How can leaders handle their “initial reaction” to frustrating or difficult communication situations, coaching and training of others? Here are some suggestions to help resist the urge to simply “react” with a snappy response:

  1. Slowing down dramatically. Use any technique - count to five, take a deep breath, drink a sip of water - to create an intentional pause. Give yourself to process the situation and to calm your initial emotional reaction.

  2. Practice listening deeply: it will not only slow you down, but it might reveal more to the situation (and relationship) that will guide your response. Sometimes you have to answer the “real” question which you can only discover by deeply listening.

  3. Use questions rather than statements. Your first “reply” should be a question, even if you know the right “answer.” A follow-up question shows you’re listening and asking for more input, taking the situation seriously. It also helps the other person deepen their “care” for the situation so they become “open” to an answer you provide (especially if you’ve provided it before but they didn’t take it).

A great Book Recommendation on this topic is: Exactly What to Say: The Magic Words for Influence and Impact, by Phil M. Jones

Keeping Management Motivated in “Slow” times

  1. Do a midyear analysis of their performance and their mindset.

  2. First, examine their operational performance. Use fresh, accurate data to compare results to expectations and set realistic expectations. Be sure to celebrate wins and close wins, not just identify problems/misses. Invite adjustments and rewrites to their operational plan, which they can make during the “pause” in slow times.

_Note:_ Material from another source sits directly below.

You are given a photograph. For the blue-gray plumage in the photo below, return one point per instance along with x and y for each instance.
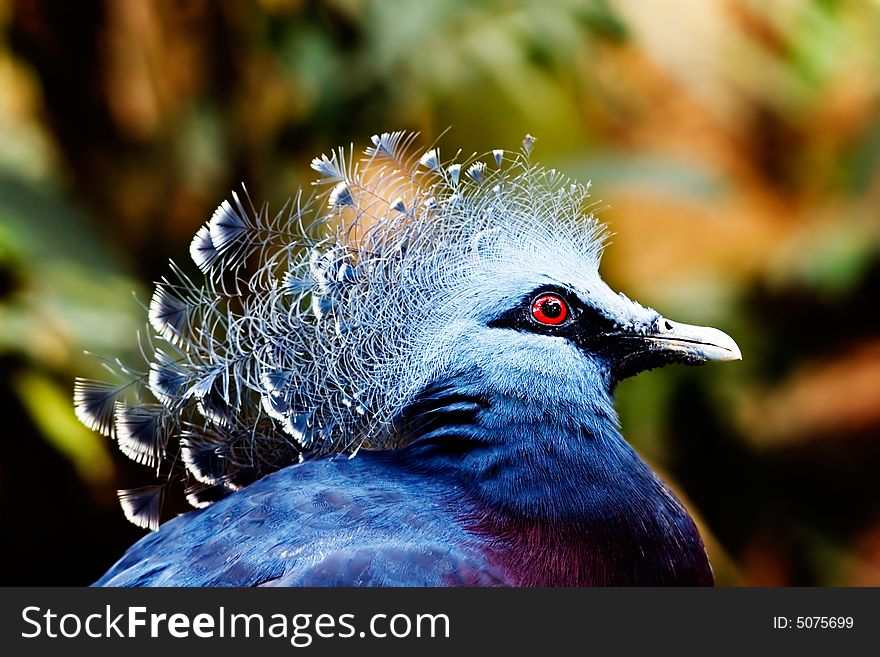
(422, 397)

  3. Check-in with their “mindset” performance. Review and reaffirm their vision for themselves as leaders; assess their typical day’s performance (use a journaling exercise to review a good/bad day); and challenge managers to identify personal activities they need to take to maintain and strengthen their personal commitments during slow times.

  4. Give responsibility to managers to address the situation. Help them recognize the challenge of getting off-track/demotivated, then ask them to “step outside their own perspectives” and coach themselves. What advice would they give an agent in this situation? How does that translate to themselves? Manager, heal thyself!

  5. Hold learning webinars/sessions. Use “slow sales” times to create “fast learning” times. Read books together, take a refresher course, host a mastermind exchange, or engage colleagues across your network/industry. Learning something new unlocks ideas, energy and motivation.

  6. Review the production calendar for the rest of the year. Managers may need to adjust plans for budgets and goals when slow times cause them to review. For example, in an election year, we need to meet budgets before Halloween, when the election and holiday hesitations will begin earlier than a typical year.

  7. Create Sales Contests and manager competitions including incentives for their sales teams’ performance, their own recruiting/retention goals, or other milestones they can put the “slow time” to good use.